The mandate makes it expensive to gamble on going uninsured — and nudges those who don’t plan to use much medical care to purchase a policy anyway. This helps hold down premiums for those with higher medical bills (my colleague Alvin Chang has a great visual explainer on how this works in practice).

The individual mandate is the most unpopular part of the Affordable Care Act. It polls quite poorly and has been under constant attack since the health law passed, including a 2012 legal challenge that went all the way to the Supreme Court.

Obamacare would look significantly different without the individual mandate. It would cover several million fewer people.

When the Congressional Budget Office analyzed a bill similar to skinny repeal, which also rolled back this provision, it estimated that 15 million Americans would lose coverage. The agency estimated that “repealing the individual mandate would also result in higher health insurance premiums” for those who purchase their own coverage — by approximately 20 percent.

The CBO expects that healthy people would not enroll nearly as much as they do under current law, in the event of mandate repeal. This would raise premiums for those left in the individual market, as insurers would still be required to cover anyone who applies:

Insurers would still be required to provide coverage to any applicant, would not be able to vary premiums to reflect enrollees’ health status or to limit coverage of preexisting medical conditions, and would be allowed to vary premiums by age only to a limited degree. Those features are most attractive to applicants with relatively high expected costs for health care, so the agencies expect that repealing the individual mandate would tend to reduce insurance coverage less among older and less healthy people than among younger and healthier people.

Republicans have long warned of an “Obamacare death spiral,” where only sick people enroll in coverage and premiums go up and up. Passing the skinny repeal plan would make that outcome significantly more likely.

What’s more, repealing the individual mandate would likely scare many health insurers out of the individual market or cause them to significantly raise their premiums.

Republicans are right when they say the Obamacare marketplaces are fragile (some Democrats will even admit this too). There are currently 38 counties where zero plans are signed up to sell coverage in 2018.

There are policies that will encourage insurance plans to keep selling coverage in those fragile areas. The Trump administration even supports some of them! It approved, for example, an Alaska plan to create a fund to offset really high-cost patients, and will send the state $48 million to build it.

But there are polices that will encourage insurance plans to quit the individual market — and repealing the individual mandate is right at the top of that list.

Skinny repeal doesn’t replace Obamacare.

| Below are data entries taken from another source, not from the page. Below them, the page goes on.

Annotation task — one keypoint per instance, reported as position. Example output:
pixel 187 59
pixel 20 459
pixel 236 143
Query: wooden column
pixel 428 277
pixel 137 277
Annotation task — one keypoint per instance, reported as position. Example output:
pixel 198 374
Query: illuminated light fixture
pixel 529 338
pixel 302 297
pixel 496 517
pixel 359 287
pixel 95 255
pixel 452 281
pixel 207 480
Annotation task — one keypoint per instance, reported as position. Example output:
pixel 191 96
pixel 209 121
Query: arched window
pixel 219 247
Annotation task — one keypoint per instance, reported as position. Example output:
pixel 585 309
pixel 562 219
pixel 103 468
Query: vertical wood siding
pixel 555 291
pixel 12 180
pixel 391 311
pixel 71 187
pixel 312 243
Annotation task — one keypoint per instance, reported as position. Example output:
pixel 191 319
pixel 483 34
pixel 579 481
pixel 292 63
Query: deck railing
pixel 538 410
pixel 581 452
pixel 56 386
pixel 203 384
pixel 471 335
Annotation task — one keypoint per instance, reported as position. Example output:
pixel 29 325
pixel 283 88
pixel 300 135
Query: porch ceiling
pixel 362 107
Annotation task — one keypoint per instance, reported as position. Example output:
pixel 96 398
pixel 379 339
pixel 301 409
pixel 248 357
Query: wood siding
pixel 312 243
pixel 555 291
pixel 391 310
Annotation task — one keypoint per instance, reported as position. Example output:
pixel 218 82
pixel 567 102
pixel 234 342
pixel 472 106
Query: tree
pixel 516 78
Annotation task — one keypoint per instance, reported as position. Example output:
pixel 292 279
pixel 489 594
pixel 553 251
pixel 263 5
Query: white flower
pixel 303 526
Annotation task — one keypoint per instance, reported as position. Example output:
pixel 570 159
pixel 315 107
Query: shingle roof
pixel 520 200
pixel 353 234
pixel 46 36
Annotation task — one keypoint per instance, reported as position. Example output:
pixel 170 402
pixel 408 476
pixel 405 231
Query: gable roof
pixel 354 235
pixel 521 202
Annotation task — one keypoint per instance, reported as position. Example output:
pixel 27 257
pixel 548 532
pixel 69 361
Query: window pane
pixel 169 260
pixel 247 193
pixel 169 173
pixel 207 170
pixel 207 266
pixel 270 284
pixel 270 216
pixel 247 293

It just creates an individual market that doesn’t work very well.

In the first few years after the Affordable Care Act’s passage, there was a debate within the Republican Party: Should we just repeal Obamacare, or do we need to replace it with something else?

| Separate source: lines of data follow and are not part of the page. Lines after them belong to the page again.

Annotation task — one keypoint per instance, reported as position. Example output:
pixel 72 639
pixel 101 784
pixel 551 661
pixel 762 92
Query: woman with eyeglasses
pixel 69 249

At first, repeal seemed like a viable option. Obamacare passed in 2010, but its coverage expansion didn’t begin until 2014. That was a four-year window where it seemed feasible to wipe the law off the books before its major provisions took effect.

In 2014, though, the tide turned — and most Republican legislators became convinced that repeal now had to come with “replace,” some plan to offer the millions of Americans who had come to rely on the Affordable Care for coverage.

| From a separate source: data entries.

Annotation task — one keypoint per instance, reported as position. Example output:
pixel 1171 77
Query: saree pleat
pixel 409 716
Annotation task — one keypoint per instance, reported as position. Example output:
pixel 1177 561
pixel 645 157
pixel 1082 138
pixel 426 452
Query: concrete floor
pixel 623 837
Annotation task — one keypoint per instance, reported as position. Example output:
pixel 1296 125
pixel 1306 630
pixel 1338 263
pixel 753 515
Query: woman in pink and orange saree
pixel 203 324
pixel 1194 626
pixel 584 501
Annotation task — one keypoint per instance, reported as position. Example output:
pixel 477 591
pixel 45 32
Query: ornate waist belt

For years now, this has been the Republican message: repeal and replace. Get rid of Obamacare and replace it with something. It’s been the message in the Senate too, up until this week.

“I don’t think that it’s a responsible way to repeal something, have everything fall off a cliff … and have no plan in front of us,” Sen. Shelley Moore Capito (R-WV) has said. “I don’t think the US Congress does too well with deadlines. I don’t think that’s when good policy comes forward.”

Donald Trump promised to “repeal and replace” Obamacare, and so did Mitt Romney in his 2012 presidential run. The skinny repeal bill is a violation of those promises, overhauling the individual market without any replacement at all. It creates the “cliff” Capito describes — with no plan to catch those who fall off it.